Happy Friday everyone! We made it through another week. In two weeks from now, I will be packing up my bags and getting ready to travel to the Emerald Isle!! I can’t wait. I’m like a kid counting down to Christmas. 🙂
In the near term, I’m just excited that this weekend is finally here! I don’t have any major plans and I’m really hoping that I can get out tomorrow morning for a nice longish run. It’s been a while. I also started a new running book last night, which I’m hoping will serve to inspire me: Once a Runner. I’ll let you know how it is.
And that means that I finally finished The Hour I First Believed by Wally Lamb!! YAY! So I will leave you all on this fine Friday with a nice little book review. Have a great weekend!
The Hour I First Believed
By: Wally Lamb
This is the second Wally Lamb book I’ve read. I read “She’s Come Undone” a long time ago – I think when I was in high school and to be honest, I can’t recall very many details about that book. I probably need to read it again. I do remember that it was about some very traumatic and sad things. So I went into this second book kind of expecting some grizzly events and Lamb certainly followed through.
“The Hour I First Believed” spans several years (I want to say 15-20 years) of a man’s life. This man has a connection to the Columbine shooting and that event basically shapes and drives the course of the rest of his life. As you can imagine, it doesn’t exactly shape it in a positive way.
The main character, Caelum Quirk ,is very well-developed by Lamb. He isn’t perfect and his tone and sarcastic nature come across very well in the book. His anger can also be distinctly felt by the reader. I felt like his wife, Maureen, wasn’t as well-developed and I wasn’t able to connect with her as much.
If you ever thought you got a raw deal in life, please read this book and you will probably feel a little bit better. Every time something bad happened in Caelum’s life, I thought that was going to be the end of it. That was the last blow and now he was going to have a chance to start putting the pieces of his life back together. Umm, no. It pretty much stays tough for Caelum right up until the end of this book. I guess you could say that frustrated me. But maybe that was Lamb’s point; that in real life, the bad or difficult times don’t just come to an end forever, we will constantly have ups and downs and it’s unrealistic to think that at any point in your life the tough stuff will be over.

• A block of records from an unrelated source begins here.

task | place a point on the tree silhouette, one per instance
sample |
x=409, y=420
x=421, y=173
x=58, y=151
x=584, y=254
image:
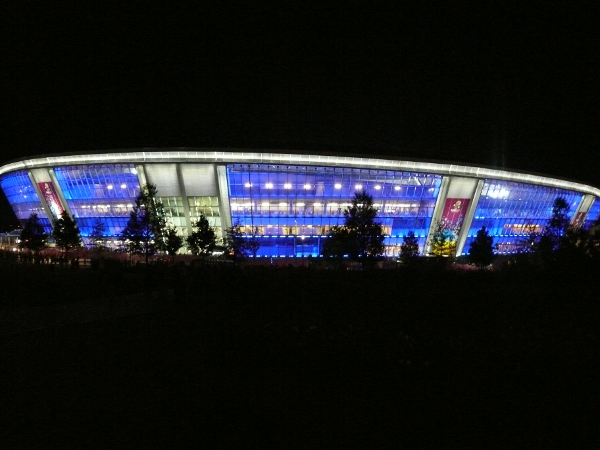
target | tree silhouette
x=203, y=237
x=443, y=240
x=33, y=236
x=66, y=233
x=97, y=237
x=481, y=251
x=173, y=241
x=555, y=232
x=240, y=244
x=145, y=230
x=361, y=237
x=409, y=249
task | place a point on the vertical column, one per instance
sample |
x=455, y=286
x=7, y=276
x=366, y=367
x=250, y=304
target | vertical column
x=437, y=211
x=224, y=207
x=40, y=195
x=582, y=210
x=184, y=200
x=141, y=173
x=59, y=192
x=464, y=232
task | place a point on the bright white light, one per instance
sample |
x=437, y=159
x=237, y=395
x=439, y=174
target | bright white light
x=502, y=193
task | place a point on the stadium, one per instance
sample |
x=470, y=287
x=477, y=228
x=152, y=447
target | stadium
x=292, y=199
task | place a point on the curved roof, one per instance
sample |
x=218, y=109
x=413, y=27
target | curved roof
x=221, y=155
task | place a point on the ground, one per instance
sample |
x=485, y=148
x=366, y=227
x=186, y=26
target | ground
x=306, y=359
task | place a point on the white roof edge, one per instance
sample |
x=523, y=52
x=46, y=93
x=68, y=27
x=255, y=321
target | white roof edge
x=270, y=157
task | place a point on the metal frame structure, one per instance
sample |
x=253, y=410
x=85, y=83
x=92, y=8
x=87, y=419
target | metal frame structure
x=291, y=218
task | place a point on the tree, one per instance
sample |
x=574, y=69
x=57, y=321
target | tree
x=240, y=244
x=146, y=228
x=361, y=237
x=203, y=237
x=481, y=252
x=409, y=249
x=98, y=236
x=66, y=233
x=33, y=236
x=443, y=240
x=555, y=234
x=252, y=243
x=173, y=241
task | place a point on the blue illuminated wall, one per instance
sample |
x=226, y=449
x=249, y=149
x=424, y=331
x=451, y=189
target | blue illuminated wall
x=23, y=198
x=593, y=214
x=104, y=192
x=293, y=207
x=513, y=211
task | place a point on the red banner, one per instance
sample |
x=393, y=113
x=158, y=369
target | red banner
x=455, y=211
x=51, y=198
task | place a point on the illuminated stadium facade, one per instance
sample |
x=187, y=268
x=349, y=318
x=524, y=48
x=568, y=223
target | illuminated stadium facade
x=292, y=199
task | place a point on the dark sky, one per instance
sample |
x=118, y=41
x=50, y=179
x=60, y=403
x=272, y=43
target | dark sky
x=514, y=86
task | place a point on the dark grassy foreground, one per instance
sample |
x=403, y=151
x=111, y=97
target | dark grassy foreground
x=317, y=359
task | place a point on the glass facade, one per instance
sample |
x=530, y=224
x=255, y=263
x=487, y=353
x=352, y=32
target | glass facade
x=293, y=207
x=104, y=192
x=513, y=211
x=174, y=213
x=23, y=198
x=593, y=214
x=209, y=207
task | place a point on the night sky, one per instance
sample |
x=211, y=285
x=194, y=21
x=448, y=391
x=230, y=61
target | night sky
x=507, y=85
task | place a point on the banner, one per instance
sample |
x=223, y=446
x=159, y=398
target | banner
x=51, y=198
x=454, y=212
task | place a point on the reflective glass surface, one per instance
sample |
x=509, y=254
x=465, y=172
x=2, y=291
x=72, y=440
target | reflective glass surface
x=512, y=211
x=209, y=207
x=293, y=207
x=174, y=213
x=593, y=214
x=23, y=198
x=104, y=192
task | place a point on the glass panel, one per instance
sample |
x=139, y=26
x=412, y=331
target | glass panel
x=209, y=207
x=102, y=191
x=513, y=211
x=293, y=207
x=23, y=198
x=593, y=213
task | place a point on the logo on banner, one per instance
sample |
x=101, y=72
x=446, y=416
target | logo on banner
x=51, y=198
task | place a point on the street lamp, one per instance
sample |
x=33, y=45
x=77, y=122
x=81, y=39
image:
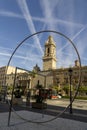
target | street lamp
x=70, y=78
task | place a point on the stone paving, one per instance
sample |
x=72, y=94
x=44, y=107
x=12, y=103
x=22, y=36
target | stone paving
x=17, y=123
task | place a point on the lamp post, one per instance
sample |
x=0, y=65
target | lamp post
x=70, y=78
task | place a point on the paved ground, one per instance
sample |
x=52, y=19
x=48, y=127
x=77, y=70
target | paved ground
x=17, y=123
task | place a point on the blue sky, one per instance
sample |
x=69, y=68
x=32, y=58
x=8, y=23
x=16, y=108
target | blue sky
x=21, y=18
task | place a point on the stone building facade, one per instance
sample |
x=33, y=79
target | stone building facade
x=50, y=75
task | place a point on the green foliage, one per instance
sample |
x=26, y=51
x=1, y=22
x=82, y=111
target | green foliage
x=0, y=88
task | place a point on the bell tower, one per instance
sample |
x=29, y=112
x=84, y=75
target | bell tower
x=49, y=58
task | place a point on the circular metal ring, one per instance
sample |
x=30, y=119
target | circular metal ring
x=79, y=81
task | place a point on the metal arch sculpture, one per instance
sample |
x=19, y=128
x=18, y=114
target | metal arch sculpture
x=79, y=81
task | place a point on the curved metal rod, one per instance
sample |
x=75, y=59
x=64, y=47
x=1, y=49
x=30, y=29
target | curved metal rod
x=79, y=81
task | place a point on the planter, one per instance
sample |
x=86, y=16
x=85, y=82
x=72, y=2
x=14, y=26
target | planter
x=39, y=105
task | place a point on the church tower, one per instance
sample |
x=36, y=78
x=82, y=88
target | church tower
x=49, y=58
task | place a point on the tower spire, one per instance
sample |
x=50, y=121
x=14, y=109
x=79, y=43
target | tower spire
x=49, y=59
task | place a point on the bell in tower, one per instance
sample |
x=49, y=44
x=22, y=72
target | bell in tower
x=49, y=59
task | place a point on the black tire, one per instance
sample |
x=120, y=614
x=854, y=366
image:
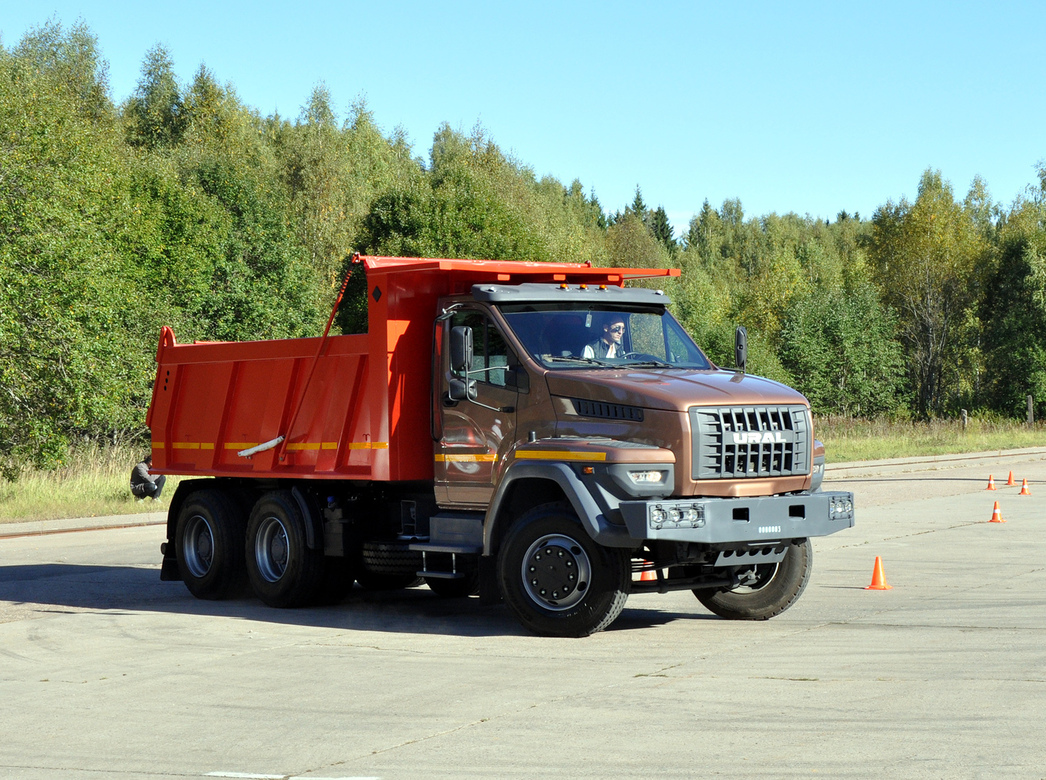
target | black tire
x=555, y=579
x=776, y=587
x=467, y=586
x=282, y=571
x=209, y=545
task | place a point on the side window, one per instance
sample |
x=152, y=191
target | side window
x=646, y=335
x=490, y=356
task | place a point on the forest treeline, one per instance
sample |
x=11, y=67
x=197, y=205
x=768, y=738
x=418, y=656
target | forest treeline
x=183, y=206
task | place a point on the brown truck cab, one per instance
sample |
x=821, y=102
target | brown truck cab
x=545, y=435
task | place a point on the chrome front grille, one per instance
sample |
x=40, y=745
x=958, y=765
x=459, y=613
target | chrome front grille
x=740, y=442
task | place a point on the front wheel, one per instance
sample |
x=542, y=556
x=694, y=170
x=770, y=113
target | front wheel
x=766, y=590
x=555, y=579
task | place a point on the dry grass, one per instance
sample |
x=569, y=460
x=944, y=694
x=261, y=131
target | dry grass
x=848, y=439
x=95, y=482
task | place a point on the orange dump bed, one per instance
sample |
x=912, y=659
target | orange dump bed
x=343, y=407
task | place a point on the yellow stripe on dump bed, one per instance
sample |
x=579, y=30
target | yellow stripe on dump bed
x=558, y=455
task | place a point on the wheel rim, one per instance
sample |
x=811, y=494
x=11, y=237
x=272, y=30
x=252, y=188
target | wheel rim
x=759, y=577
x=556, y=572
x=199, y=548
x=271, y=549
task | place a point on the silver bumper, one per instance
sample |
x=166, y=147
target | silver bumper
x=719, y=521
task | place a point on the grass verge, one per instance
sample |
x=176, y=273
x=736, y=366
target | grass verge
x=95, y=481
x=847, y=440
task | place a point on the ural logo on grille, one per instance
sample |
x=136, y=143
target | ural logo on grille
x=766, y=437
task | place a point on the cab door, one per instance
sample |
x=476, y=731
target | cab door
x=474, y=434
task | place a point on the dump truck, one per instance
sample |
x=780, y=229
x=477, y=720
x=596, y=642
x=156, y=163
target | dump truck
x=540, y=434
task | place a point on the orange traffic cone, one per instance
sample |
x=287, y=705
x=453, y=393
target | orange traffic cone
x=878, y=578
x=647, y=575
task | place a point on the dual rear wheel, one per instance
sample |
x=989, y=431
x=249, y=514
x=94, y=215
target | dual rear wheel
x=221, y=552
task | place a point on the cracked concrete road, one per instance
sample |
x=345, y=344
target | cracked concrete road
x=107, y=672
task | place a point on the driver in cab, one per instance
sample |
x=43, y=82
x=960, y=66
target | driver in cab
x=608, y=345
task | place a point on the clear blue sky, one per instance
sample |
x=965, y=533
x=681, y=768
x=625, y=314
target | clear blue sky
x=805, y=107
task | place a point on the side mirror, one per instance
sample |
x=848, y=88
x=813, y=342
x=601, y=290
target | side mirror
x=741, y=347
x=461, y=389
x=460, y=349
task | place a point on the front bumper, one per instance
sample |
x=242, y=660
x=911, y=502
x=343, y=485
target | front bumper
x=726, y=521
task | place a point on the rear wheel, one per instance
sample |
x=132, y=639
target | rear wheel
x=555, y=579
x=282, y=570
x=209, y=545
x=767, y=589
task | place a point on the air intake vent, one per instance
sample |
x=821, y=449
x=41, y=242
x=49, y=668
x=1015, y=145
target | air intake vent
x=608, y=411
x=738, y=442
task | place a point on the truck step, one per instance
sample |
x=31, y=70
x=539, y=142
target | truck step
x=451, y=548
x=441, y=575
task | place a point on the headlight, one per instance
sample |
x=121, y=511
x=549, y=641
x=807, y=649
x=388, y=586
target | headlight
x=676, y=515
x=841, y=507
x=647, y=478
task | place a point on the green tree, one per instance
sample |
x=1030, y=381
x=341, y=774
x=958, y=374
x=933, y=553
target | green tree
x=661, y=229
x=839, y=346
x=925, y=256
x=155, y=117
x=1014, y=311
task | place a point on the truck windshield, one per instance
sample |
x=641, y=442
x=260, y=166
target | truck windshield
x=561, y=336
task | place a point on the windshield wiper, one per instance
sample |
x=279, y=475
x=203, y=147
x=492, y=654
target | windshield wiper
x=574, y=359
x=651, y=363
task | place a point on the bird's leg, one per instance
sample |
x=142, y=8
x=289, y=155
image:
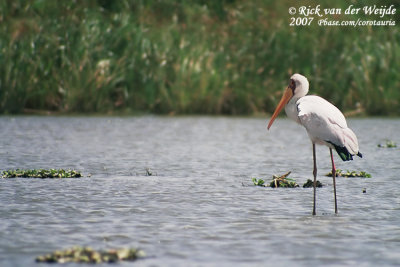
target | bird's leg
x=334, y=178
x=315, y=177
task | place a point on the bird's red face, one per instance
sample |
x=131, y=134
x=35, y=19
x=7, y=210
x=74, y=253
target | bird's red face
x=287, y=95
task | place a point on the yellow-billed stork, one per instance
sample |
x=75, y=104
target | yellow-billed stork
x=324, y=122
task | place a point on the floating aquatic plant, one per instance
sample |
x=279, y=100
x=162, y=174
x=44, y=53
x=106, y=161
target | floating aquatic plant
x=310, y=183
x=277, y=181
x=388, y=144
x=258, y=182
x=89, y=255
x=41, y=173
x=342, y=173
x=283, y=181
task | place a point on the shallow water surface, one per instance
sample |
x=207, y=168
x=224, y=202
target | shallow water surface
x=199, y=207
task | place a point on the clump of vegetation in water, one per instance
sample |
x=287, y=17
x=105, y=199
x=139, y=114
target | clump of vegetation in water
x=258, y=182
x=277, y=181
x=339, y=172
x=310, y=183
x=388, y=144
x=89, y=255
x=41, y=173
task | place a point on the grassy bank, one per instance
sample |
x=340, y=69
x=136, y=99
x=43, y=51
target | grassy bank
x=212, y=57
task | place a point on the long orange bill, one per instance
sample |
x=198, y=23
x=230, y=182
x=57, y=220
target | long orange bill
x=287, y=95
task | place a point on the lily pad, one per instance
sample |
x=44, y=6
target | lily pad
x=342, y=173
x=310, y=183
x=277, y=181
x=41, y=173
x=89, y=255
x=388, y=144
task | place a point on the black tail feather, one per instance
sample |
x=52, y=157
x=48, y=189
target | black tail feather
x=343, y=153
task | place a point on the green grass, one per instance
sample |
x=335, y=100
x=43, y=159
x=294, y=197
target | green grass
x=88, y=255
x=187, y=57
x=41, y=173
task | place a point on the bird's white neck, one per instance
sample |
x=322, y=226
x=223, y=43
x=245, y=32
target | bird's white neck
x=291, y=109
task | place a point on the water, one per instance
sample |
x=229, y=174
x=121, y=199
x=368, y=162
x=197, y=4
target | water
x=199, y=208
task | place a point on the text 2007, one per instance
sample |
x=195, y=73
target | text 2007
x=300, y=21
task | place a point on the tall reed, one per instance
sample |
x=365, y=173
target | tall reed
x=186, y=57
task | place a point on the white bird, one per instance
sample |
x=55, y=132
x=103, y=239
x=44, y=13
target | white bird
x=324, y=122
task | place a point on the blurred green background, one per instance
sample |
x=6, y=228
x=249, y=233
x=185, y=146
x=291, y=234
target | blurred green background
x=189, y=57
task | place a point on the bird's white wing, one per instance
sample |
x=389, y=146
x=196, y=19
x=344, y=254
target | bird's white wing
x=324, y=122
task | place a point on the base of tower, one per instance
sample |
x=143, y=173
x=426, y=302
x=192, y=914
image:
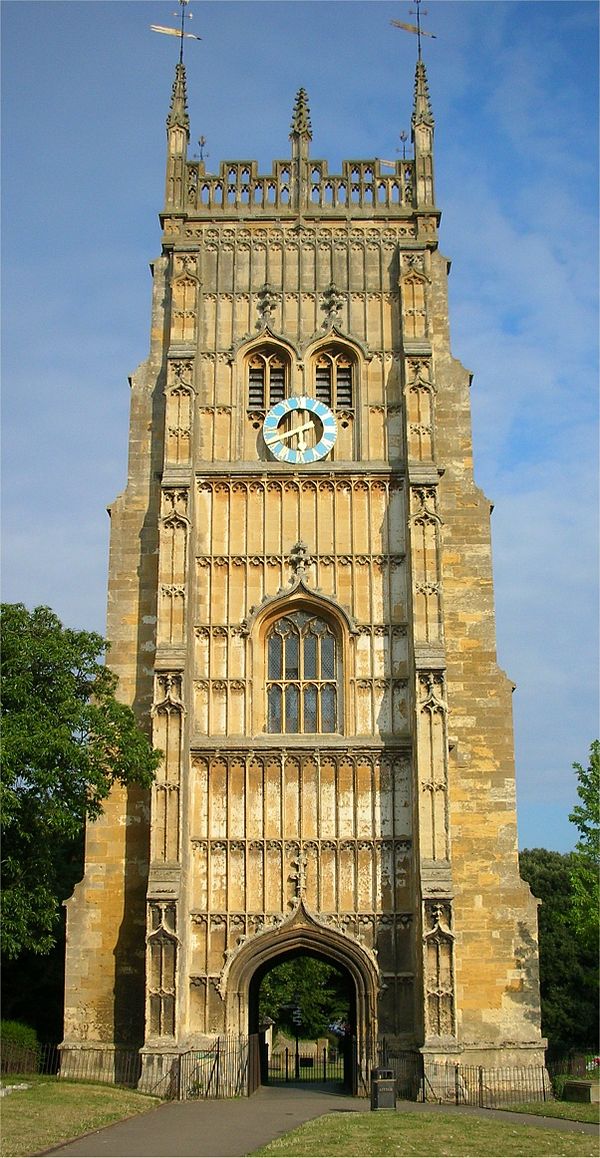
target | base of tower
x=100, y=1061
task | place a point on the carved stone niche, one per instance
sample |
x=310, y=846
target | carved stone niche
x=436, y=879
x=163, y=884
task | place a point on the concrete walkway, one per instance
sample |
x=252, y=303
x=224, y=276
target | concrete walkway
x=235, y=1127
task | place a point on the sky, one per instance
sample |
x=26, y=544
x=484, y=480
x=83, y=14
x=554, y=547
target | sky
x=86, y=89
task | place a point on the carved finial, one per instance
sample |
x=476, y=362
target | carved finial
x=301, y=116
x=333, y=302
x=299, y=877
x=266, y=303
x=422, y=114
x=178, y=102
x=300, y=558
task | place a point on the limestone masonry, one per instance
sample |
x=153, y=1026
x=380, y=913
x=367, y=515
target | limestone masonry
x=301, y=613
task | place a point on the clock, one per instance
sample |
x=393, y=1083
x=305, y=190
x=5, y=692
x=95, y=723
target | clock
x=300, y=430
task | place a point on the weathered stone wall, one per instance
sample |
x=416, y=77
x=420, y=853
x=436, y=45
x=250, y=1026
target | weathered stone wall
x=389, y=845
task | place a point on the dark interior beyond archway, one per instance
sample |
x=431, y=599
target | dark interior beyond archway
x=319, y=991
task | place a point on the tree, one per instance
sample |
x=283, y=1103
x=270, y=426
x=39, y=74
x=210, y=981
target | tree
x=585, y=862
x=566, y=988
x=320, y=990
x=66, y=742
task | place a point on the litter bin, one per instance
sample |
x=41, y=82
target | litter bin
x=382, y=1090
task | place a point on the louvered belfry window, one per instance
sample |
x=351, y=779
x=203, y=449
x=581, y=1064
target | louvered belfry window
x=266, y=379
x=334, y=380
x=301, y=678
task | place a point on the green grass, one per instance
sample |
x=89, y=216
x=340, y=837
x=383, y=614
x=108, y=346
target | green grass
x=571, y=1111
x=52, y=1112
x=426, y=1135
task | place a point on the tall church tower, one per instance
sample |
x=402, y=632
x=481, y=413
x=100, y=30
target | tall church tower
x=300, y=609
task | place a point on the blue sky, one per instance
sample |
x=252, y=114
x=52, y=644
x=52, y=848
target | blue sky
x=86, y=88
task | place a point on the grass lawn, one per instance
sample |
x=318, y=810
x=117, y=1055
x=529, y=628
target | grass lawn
x=426, y=1135
x=571, y=1111
x=52, y=1112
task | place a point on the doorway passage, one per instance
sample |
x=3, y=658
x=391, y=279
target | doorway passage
x=304, y=1008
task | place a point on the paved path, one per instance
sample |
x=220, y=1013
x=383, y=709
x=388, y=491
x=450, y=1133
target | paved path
x=235, y=1127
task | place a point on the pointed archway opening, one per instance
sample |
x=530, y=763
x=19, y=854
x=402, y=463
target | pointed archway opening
x=304, y=933
x=304, y=1006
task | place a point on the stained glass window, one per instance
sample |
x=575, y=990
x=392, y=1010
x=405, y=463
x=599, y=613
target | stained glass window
x=301, y=675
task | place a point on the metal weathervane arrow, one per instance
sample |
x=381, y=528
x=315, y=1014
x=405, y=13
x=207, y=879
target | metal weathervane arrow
x=415, y=28
x=178, y=31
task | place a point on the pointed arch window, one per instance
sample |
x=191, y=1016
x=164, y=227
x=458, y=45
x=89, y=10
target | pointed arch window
x=302, y=658
x=334, y=375
x=268, y=376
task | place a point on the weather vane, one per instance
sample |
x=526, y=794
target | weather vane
x=415, y=28
x=181, y=31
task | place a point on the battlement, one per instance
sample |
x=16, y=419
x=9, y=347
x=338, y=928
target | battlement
x=240, y=187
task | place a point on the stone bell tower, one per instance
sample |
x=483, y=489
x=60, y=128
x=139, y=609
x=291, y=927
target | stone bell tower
x=301, y=610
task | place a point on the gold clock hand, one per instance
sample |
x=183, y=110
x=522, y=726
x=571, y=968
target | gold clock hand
x=295, y=430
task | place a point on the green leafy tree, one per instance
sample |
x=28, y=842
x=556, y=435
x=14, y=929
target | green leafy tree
x=566, y=988
x=66, y=741
x=585, y=862
x=320, y=990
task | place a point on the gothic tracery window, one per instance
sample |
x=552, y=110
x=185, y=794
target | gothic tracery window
x=334, y=373
x=301, y=675
x=266, y=379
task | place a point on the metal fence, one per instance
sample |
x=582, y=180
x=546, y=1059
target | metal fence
x=228, y=1068
x=114, y=1067
x=476, y=1085
x=315, y=1065
x=231, y=1067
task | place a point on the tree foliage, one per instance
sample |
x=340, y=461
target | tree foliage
x=585, y=862
x=66, y=741
x=320, y=990
x=566, y=984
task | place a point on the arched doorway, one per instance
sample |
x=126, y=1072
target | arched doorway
x=304, y=935
x=304, y=1008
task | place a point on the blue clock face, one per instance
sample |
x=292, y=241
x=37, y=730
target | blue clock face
x=300, y=431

I will say that I thought for the most part, Caelum remained pretty positive in the face of such adversity. He definitely had his raw moments, but I always felt that he was going to pull through and work it out—he always made me believe (I know, how cliché right?).
Overall, I definitely recommend this book. It’s a long one with 700+ pages, but when you’re taking a journey through a decent chunk of a person’s life, you can’t expect it to be quick and easy. I wouldn’t say it’s a feel good book, but it might just make you appreciate some of the things in your life a little more as you work your way through the catastrophes in Caelum’s.